Roundhouse Derby

The History Of The Derby Roundhouse

The Derby Roundhouse is a building well-deserving of its landmark status given its historical significance in the city and Britain as a whole. The Roundhouse – located next to Derby Railway station at Pride Park and built by Robert Stephenson for the North Midland Railway in 1839 – was the first of its kind in the country, and it is even believed to be the first in the world, yet this this historical status was very nearly not enough to keep it alive. Over the centuries since it was first designed, the Derby Roundhouse has gone from a vital innovation in the industry to a dilapidated relic back to an important part of the community.

Derby Roundhouse

Derby Roundhouse

The purpose of the roundhouse was fairly straightforward when it was designed and it operations would inspire the creation of other models and buildings across the country’s network of railways. The problem with locomotives in those days – and in many cases the carriages too – was that they were only able to travel in a single direction; once they had reached the end of the line they had to be turned around to make the return journey.

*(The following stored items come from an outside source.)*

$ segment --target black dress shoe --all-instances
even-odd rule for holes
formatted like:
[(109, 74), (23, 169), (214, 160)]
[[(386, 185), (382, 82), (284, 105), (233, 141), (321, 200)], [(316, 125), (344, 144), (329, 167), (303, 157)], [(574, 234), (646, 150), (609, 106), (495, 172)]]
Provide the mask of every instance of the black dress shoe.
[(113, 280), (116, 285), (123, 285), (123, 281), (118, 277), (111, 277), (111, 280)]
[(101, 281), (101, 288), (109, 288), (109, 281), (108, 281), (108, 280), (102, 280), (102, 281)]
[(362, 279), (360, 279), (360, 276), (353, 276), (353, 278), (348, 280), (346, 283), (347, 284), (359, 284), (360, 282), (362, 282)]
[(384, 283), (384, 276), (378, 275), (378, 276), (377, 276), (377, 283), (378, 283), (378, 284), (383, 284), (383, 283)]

The Derby Roundhouse held the deceptively simple solution of a turntable and, as the building developed, it became home to a carriage shop where the carriages could be repaired after their journey and three storey office complex that wrapped around the Roundhouse’s North West sector.

From a forgotten relic to a new centre for the Derby community.
As the industry went into decline and the decision was made to close Derby Railway Works, there were fears that this historical roundhouse would be next for the chop. Luckily for residents and railway enthusiasts, the roundhouse was saved from demolition and received Grade II status to ensure that it was listed and safe. This status aside, given its state of disrepair upon surveying it for restoration, the idea that it was “saved” was questionable. At the time, the building was said to be falling down around the restoration team with staircases rotting away, yet they were still able to transform the building and rediscover its former glory.

The final restoration of the Derby roundhouse was surprisingly sympathetic and the designers were able to restore the important, historical elements while using modern initiatives to further showcase the building’s worth and purpose. The rail spurs are still in place, the turntable is still operational and there is now a clear section of floor looking into the basement where the engines were cleaned.

The restored, architectural roundhouse was reopened by the Princess Royal in 2010 as part of the Derby College campus so it could provide space for a range of courses, from Hair and Beauty to the arguably more apt Construction and Engineering. When the hall is not being used by the students, tourists and members of the public can enjoy guided tours and the annual beer festival. The Derby Roundhouse clearly continues to play an important role in the development of the city, it still has a strong connection to its residents over 170 years on and hopefully its worth will be seen for many more years to come.